Borse di denaro al posto della farina
Il punto centrale emerso dalle captazioni telefoniche e ambientali riguarda la natura stessa degli aiuti inviati. Se ufficialmente si parlava di sostegno alla popolazione civile, le conversazioni tra gli indagati dipingono una realtà diversa. In un passaggio chiave risalente al 2024, un interlocutore di Mohammad Hannoun – figura centrale dell’indagine e presidente dell’Associazione dei palestinesi in Italia – fa riferimento all’organizzazione di un convoglio composto da dieci camion. Nel discutere il carico, viene specificato che la farina non era più merce gradita, essendocene ormai in abbondanza in loco; al contrario, la priorità veniva data al trasferimento di valuta, con la menzione esplicita di tre o quattro borse colme di dollari americani nascoste tra i mezzi.
Non solo Gaza e le brigate Al Qassam: la rete di finanziamento avrebbe toccato anche altri attori dello scacchiere mediorientale. Un’intercettazione del 14 febbraio scorso attribuisce a un altro indagato, noto come Abu Falastine (all’anagrafe Ra’Ed Hussny Mousa Dawoud), il riferimento a un trasferimento di capitali triangolato da Istanbul ad Amman, questa volta destinato espressamente a Hezbollah.

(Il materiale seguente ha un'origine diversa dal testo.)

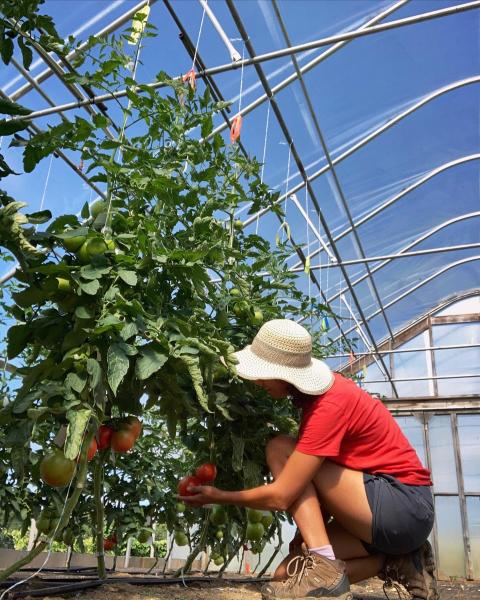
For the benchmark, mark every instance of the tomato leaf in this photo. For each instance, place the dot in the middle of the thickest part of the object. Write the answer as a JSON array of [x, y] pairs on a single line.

I timori sui carichi alimentari e le “pulizie” informatiche
Il quadro tracciato dagli inquirenti evidenzia anche il cinismo nella gestione delle risorse. Mentre i contanti viaggiavano attraverso canali riservati o “cash couriers”, gli aiuti alimentari veri e propri sembravano avere un destino incerto. In una conversazione intercettata emergono lamentele riguardo a una spesa di 400.000 dollari in generi alimentari per una carovana benefica: secondo gli indagati, tale investimento sarebbe andato perduto poiché i camion venivano sistematicamente assaltati e la merce rubata, rendendo di fatto più sicuro ed efficace il trasporto diretto del denaro contante.
Per proteggere questo sistema, gli indagati avrebbero attuato drastiche misure di controspionaggio. Temendo controlli e arresti, sarebbe stata disposta la cancellazione di file compromettenti e ricevute dai computer della sede milanese dell’associazione “La cupola”. Tuttavia, secondo quanto ricostruito dall’accusa, i dati non sarebbero stati distrutti definitivamente ma copiati su hard disk esterni affidati a persone di fiducia, per preservare la contabilità interna. Durante le perquisizioni, i militari hanno rinvenuto dispositivi informatici occultati persino nelle intercapedini murarie di un appartamento in provincia di Lodi, materiale che ora è al vaglio dei tecnici forensi.
La difesa arranca: “Fonti israeliane non verificabili”
Sul fronte difensivo, i legali di Hannoun respingono le ricostruzioni della Procura. La linea degli avvocati punta a delegittimare l’impianto accusatorio, sostenendo che le prove e le valutazioni giuridiche si fondino in larga misura su elementi forniti dall’intelligence israeliana. Secondo la difesa, tale provenienza renderebbe impossibile una verifica terza e approfondita sui contenuti, violando i principi di formazione della prova previsti dall’ordinamento italiano.